# [DLL] Fehler in msdart.dll ?



## Sebastian Thalhammer (24. Januar 2004)

hi.

Ich musste MS VC++ neu installieren und habe mir vorher das SP1 für Windows XP installiert. Nun funktioniert das installieren nicht mehr.

Der Fehler lautet: "Der Prozedureinsprungspunkt "_GetIUMS@4" wurde in der DLL
MSDART.DLL nicht gefunden.


Anscheinend liegt das Problem bei dem SP aber ich habe bis jetzt noch keine Lösung gefunden. Geht es irgendwem vielleicht genauso (oder ähnlich) ?


----------



## Sebastian Thalhammer (24. Januar 2004)

Problem gelöst.
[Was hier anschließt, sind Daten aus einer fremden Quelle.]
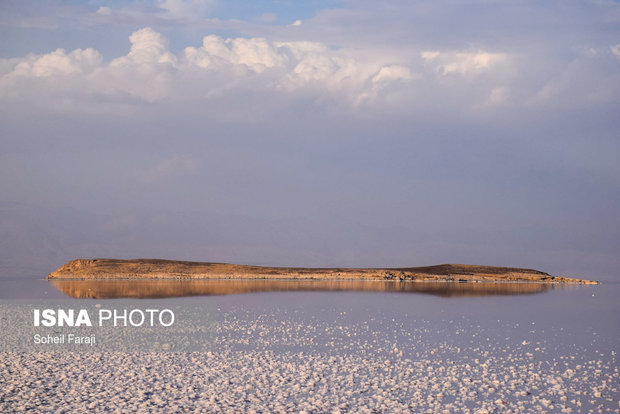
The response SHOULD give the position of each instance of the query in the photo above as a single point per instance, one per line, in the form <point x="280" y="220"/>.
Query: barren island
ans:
<point x="173" y="269"/>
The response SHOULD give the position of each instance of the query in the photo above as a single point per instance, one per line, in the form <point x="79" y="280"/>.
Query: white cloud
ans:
<point x="59" y="62"/>
<point x="148" y="48"/>
<point x="234" y="74"/>
<point x="151" y="73"/>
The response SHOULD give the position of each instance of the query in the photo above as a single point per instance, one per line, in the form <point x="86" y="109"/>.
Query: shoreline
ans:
<point x="158" y="269"/>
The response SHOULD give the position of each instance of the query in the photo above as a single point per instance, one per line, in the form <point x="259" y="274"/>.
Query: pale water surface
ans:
<point x="386" y="346"/>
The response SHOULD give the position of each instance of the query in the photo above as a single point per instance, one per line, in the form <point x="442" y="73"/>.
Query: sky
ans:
<point x="318" y="133"/>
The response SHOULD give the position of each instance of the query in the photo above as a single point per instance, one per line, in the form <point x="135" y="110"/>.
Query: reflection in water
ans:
<point x="110" y="289"/>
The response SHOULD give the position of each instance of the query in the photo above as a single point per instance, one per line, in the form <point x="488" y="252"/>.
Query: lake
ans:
<point x="350" y="346"/>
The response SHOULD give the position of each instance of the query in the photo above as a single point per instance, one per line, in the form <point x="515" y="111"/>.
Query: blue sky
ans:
<point x="311" y="133"/>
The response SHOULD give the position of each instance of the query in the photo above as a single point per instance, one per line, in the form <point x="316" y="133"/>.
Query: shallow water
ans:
<point x="359" y="347"/>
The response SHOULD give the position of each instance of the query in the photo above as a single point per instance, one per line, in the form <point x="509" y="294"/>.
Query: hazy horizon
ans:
<point x="333" y="133"/>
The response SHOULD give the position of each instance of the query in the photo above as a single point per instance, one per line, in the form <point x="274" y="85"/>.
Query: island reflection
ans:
<point x="148" y="289"/>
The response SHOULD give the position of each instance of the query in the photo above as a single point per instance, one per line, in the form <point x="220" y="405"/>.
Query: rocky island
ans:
<point x="171" y="269"/>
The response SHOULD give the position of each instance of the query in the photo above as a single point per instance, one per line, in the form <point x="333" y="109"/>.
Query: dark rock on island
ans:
<point x="172" y="269"/>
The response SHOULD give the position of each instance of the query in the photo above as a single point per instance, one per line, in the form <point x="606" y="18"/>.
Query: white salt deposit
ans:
<point x="283" y="362"/>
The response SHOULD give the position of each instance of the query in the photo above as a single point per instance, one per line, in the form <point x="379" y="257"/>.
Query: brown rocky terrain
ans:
<point x="172" y="269"/>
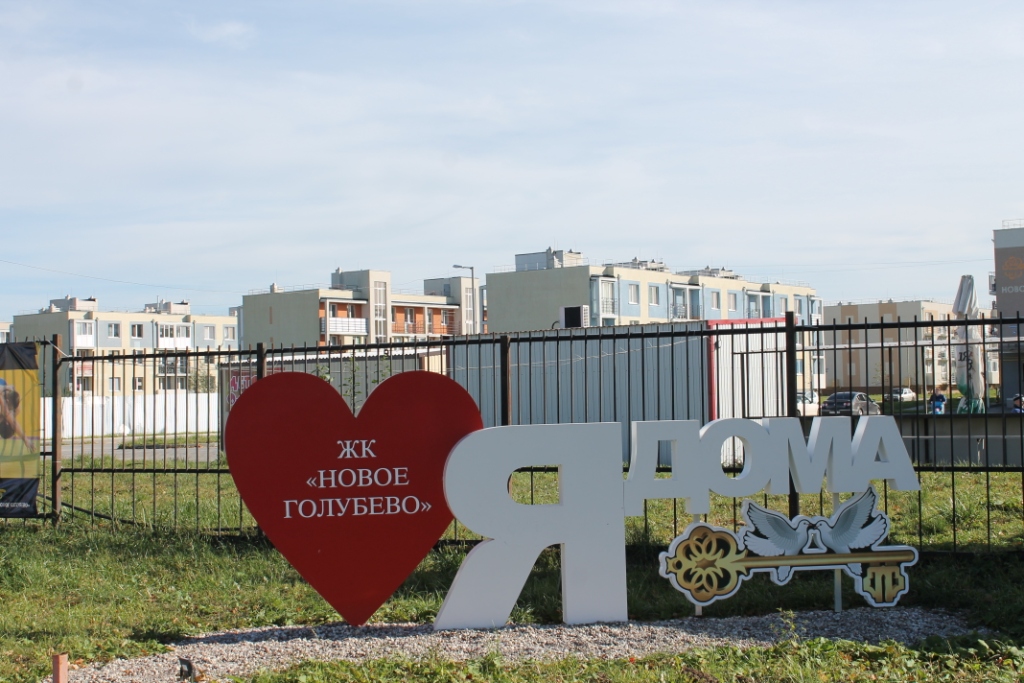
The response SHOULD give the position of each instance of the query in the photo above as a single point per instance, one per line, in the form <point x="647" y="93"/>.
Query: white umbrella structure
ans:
<point x="968" y="350"/>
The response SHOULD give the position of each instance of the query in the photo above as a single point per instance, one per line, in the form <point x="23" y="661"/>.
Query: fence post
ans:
<point x="56" y="423"/>
<point x="505" y="364"/>
<point x="260" y="360"/>
<point x="791" y="394"/>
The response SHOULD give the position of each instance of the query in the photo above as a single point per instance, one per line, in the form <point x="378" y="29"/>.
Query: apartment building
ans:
<point x="919" y="358"/>
<point x="532" y="294"/>
<point x="358" y="307"/>
<point x="88" y="331"/>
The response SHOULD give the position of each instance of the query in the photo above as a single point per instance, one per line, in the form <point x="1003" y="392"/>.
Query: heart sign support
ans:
<point x="354" y="503"/>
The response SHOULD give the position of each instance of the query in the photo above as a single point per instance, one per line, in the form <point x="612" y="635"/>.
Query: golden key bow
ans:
<point x="710" y="563"/>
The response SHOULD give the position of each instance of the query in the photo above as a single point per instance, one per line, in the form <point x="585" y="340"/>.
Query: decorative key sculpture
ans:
<point x="710" y="563"/>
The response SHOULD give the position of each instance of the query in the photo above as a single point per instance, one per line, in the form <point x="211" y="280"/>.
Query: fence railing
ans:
<point x="147" y="453"/>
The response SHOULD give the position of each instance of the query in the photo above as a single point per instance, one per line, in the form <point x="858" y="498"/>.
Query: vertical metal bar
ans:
<point x="261" y="363"/>
<point x="56" y="422"/>
<point x="505" y="363"/>
<point x="791" y="393"/>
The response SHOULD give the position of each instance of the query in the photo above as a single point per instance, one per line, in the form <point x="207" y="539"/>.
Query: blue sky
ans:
<point x="199" y="151"/>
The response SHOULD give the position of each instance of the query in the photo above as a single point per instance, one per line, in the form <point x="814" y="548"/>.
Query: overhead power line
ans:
<point x="120" y="282"/>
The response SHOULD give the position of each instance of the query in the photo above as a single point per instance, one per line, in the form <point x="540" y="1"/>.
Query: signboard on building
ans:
<point x="1010" y="271"/>
<point x="19" y="459"/>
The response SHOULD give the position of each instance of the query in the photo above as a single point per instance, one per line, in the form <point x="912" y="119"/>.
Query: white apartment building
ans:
<point x="920" y="358"/>
<point x="532" y="294"/>
<point x="357" y="307"/>
<point x="87" y="331"/>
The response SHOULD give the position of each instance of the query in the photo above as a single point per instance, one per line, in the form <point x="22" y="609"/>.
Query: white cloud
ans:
<point x="232" y="34"/>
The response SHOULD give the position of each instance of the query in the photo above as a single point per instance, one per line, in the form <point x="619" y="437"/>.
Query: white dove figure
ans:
<point x="770" y="534"/>
<point x="855" y="526"/>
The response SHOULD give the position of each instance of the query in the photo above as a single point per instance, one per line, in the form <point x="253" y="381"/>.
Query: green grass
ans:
<point x="99" y="595"/>
<point x="169" y="440"/>
<point x="815" y="660"/>
<point x="100" y="589"/>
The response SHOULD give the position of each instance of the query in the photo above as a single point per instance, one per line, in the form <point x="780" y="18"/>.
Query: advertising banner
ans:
<point x="19" y="404"/>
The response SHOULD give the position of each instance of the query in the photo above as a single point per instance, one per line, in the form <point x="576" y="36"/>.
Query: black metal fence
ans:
<point x="135" y="439"/>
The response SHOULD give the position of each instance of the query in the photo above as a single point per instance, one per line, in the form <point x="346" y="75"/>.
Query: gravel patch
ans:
<point x="244" y="652"/>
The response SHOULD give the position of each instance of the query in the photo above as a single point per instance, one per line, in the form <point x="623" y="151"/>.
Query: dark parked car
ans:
<point x="849" y="402"/>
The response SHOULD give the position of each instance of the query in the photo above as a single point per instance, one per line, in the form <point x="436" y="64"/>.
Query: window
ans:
<point x="171" y="383"/>
<point x="469" y="306"/>
<point x="634" y="294"/>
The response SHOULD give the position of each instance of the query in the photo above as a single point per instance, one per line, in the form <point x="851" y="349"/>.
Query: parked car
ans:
<point x="805" y="406"/>
<point x="899" y="394"/>
<point x="850" y="402"/>
<point x="811" y="395"/>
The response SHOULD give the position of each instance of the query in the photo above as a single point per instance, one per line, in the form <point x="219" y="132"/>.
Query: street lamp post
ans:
<point x="473" y="297"/>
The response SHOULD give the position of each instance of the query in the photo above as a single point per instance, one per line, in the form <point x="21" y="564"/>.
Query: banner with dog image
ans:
<point x="19" y="457"/>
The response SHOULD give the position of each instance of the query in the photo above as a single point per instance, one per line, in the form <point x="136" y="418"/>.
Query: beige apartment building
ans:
<point x="534" y="294"/>
<point x="87" y="331"/>
<point x="876" y="359"/>
<point x="358" y="307"/>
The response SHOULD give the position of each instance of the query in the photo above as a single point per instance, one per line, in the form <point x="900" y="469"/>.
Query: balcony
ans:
<point x="682" y="311"/>
<point x="420" y="329"/>
<point x="343" y="326"/>
<point x="173" y="342"/>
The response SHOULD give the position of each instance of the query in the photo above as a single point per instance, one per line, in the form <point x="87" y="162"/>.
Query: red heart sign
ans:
<point x="353" y="503"/>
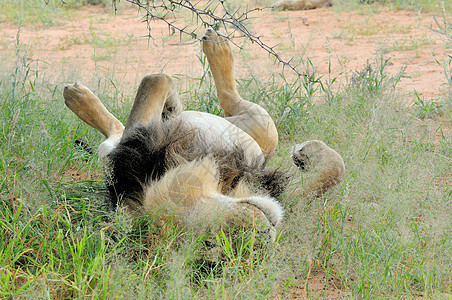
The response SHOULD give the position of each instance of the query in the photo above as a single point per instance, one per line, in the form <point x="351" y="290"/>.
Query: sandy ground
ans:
<point x="94" y="42"/>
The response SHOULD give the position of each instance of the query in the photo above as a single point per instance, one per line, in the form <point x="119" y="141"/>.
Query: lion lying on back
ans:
<point x="204" y="171"/>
Für alle die es wissen wollen: 

Durch das Service Pack für XP wurde die Datei falsch benannt und sollte eigentlich msdart32.dll heissen. Die richtige msdart.dll befindet sich irgendwo in einem der Visual C++ Verzeichnisse.


----------



## klamed (13. Mai 2004)

*Problemlösung _GETIUMS@4*

habe im Outlook nach  Deinstallierung von Works das gleiche Problem! Eine Änderung der DLL von MSDART.dll in MSDART32.dll brachte keine Lösung!
Wie hast du das Problem in den Griff bekommen?


----------



## Michael Schimek (8. Juni 2004)

Hat jemand von euch dieses Problem jetzt schon gelöst? 

Reicht es wirklich, wenn die Datei umbenannt wird?


----------



## Sebastian Thalhammer (8. Juni 2004)

Bei mir hat es so funktioniert. Ich weiss aber nicht mehr ob ich zu diesem Zeitpunkt SP1 schon installiert hatte. 

Falls sich eine msdart.dll in einem der Setupverzeichnisse der VC++ befindet, ersetze diese Datei anstelle der im Windowsordner. Vielleicht geht es dann.

Ansonsten eine Weile durch googlen!


----------